The law has yet to be passed by MPs, with a hardcore of lockdown rebels threatening to vote against it. But with Labour set to back it, it is almost certainly to become law. 

It came as a chief constable whose force controversially stood by as protesters ripped down the statue of Edward Colston today insisted he had ‘no intelligence’ that a protest entitled ‘Kill The Bill’ would see rioters attacking police.

At least 20 officers were injured as a ‘mob of animals’ tore through Bristol, setting police vehicles on fire, vandalising NHS workers’ cars, hurling fireworks and smashing the windows of a police station in a ‘night of thuggery’.

But Andy Marsh, chief constable of Avon and Somerset Police, claimed the event had been ‘hijacked by extremists’ and said there was no ‘prior intelligence’ that any disorder was planned ‘on this scale’.

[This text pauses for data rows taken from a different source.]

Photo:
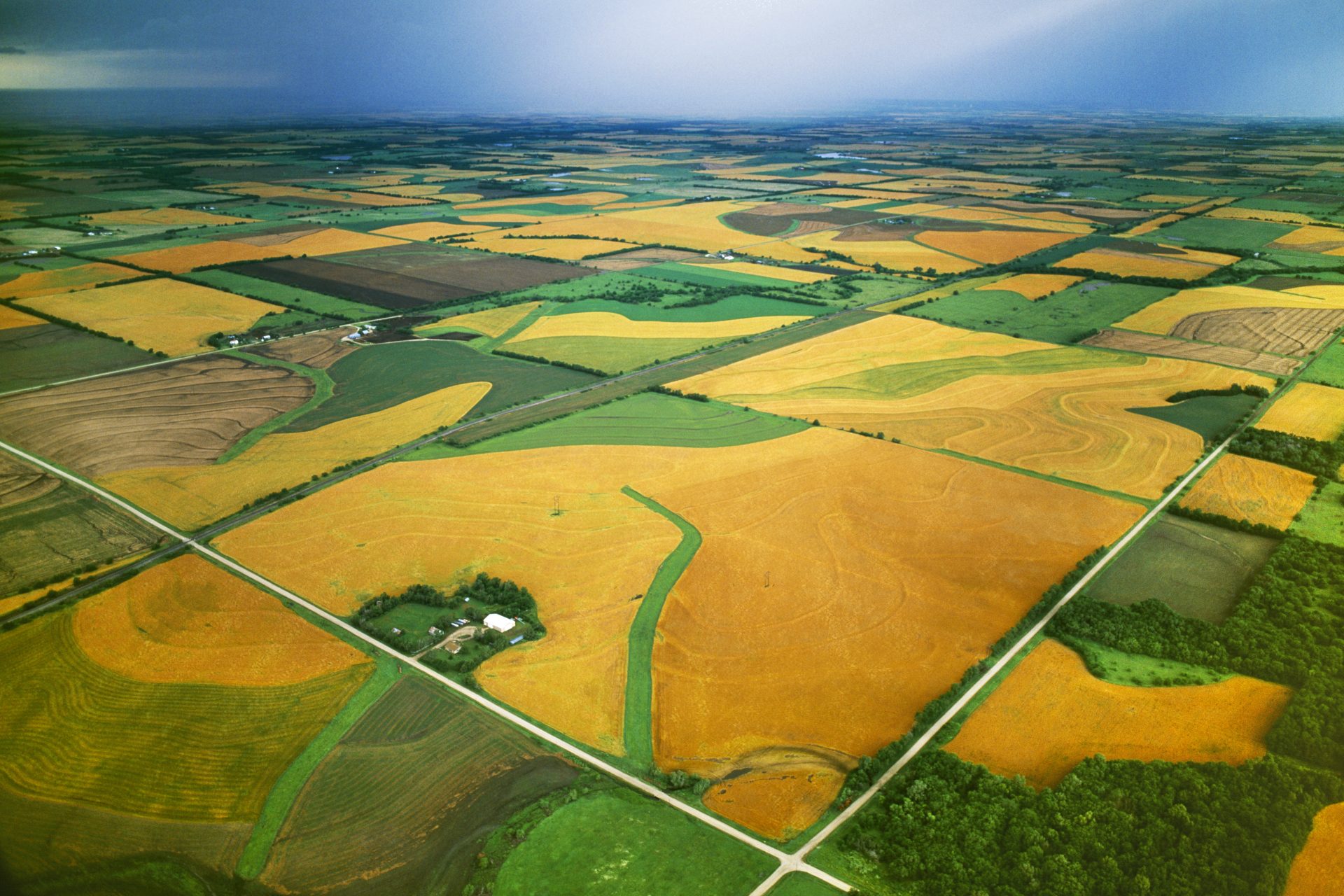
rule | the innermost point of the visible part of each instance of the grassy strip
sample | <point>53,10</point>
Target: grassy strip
<point>638,664</point>
<point>531,317</point>
<point>323,390</point>
<point>288,785</point>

His force last year came under criticism for its handling of Black Lives Matter protests, during which police watched as activists toppled the statue of Edward Colston and hurled it into Bristol Harbour.

Sisters Uncut, who organised Kill the Bill marches in cities around the country, hailed the action. 

And veteran agitator Ian Bone – the left-wing activist best known for gleefully abusing the children of Jacob Rees-Mogg outside their home – also shared his approval of the violence.

As pictures of the carnage emerged, he gloated about the fires, attacking the city’s mayor who had urged calm: ‘All hail the Bristol uprising – Marvin Rees go f*** yourself’. 

‘Bristol always has and will be…riot city.’ 

Asked whether the much-criticised way the Metropolitan Police handled the vigil for murdered Sarah Everard earlier this month had made a difference to how officers behaved in Bristol, Chief Constable Marsh said: ‘Every protest and the police response to it needs to be dealt with in the context of that protest.’ 

He said today: ‘A tactical decision was made to deal with these criminals retrospectively and not make a significant number of arrests last night, which would have impacted significantly on our resources at the scene and created a greater risk of damage to property and injuries to the reduced number of officers left to deal with the disorder. 

‘There was a hardcore of serious criminals hidden within those 3,000 people – perhaps 400 or 500 people – and we certainly didn’t trigger this. 

‘By the time it got to 5.30pm, it became clear that whatever we did we would not be able to avoid a very violent confrontation.’ 

Around 3,000 activists, claiming to protect the right to demonstrate peacefully, had gathered in the city centre on Sunday for the demonstration to oppose plans to give police more powers to deal with non-violent protests. 

But 500 stayed behind to riot, and police headquarters came under siege as hooded yobs armed with baseball bats tried to smash the windows of the glass-fronted New Bridewell Station, while others attempted to scale the facade and some lobbed missiles at officers. 

The city’s furious Mayor today slammed the ‘self-indulgent, self-centred revolutionary tourists looking for a conflict to take advantage of.’ 

Seven people have been arrested so far – six for violent disorder and one for possession of an offensive weapon.